The companies to be examined for this article will be the same list as before - American Capital (ACAS), Apollo Investments (AINV), Ares Capital Corp (ARCC), Blackrock Kelso Capital Corp (BKCC), Kohlberg Capital (KCAP), Main Street Capital Corporation (MAIN), PennantPark (PNNT), Prospect Capital (PSEC), Solar Capital (SLRC) and Triangle Capital Corp (TCAP).
- Take the list of stocks as before and make the "reinvestment" decision a variable based on the yield. If the current dividend yield of the stock is greater than or equal to a yield limit, then reinvest that dividend. If the current yield is below a threshold, pocket the dividend.
- Run each of the stocks for the same intervals as the previous study (Inception, 5 Years and 2 Years) with a threshold that ranges from a 1% dividend yield up to a 20% dividend yield.
- The time period runs from the interval date until 8/29/2011 inclusive.

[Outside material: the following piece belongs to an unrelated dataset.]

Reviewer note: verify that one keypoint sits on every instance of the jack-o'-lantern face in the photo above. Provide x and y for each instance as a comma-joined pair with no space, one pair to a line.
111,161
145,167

- For each interval, pull out the dividend yield threshold that resulted in the highest return. The resulting chart is displayed below:
As you can see, adding in the decision option produced superior returns for all dividend paying stocks than the previous yes/no reinvestment study. The average return increased by an amount of 22%. As an example, KCAP had a -28% return with reinvestment in the first study. By running through the different yields, the loss is reduced to -18% when dividends were only reinvested at a 10% or greater yield (for ACAS the result was unchanged as the stock has not been paying regular dividends since 2008). The best yield since inception to base your reinvestment decision on was 9% and for the past 2 years, 10% was the optimal yield. There are three outliers to this rule: MAIN, PNNT and TCAP who have managed to provide compound returns to investors as long as they are paying a dividend.
Disclosure: I am long AINV, ARCC, PSEC, TCAP.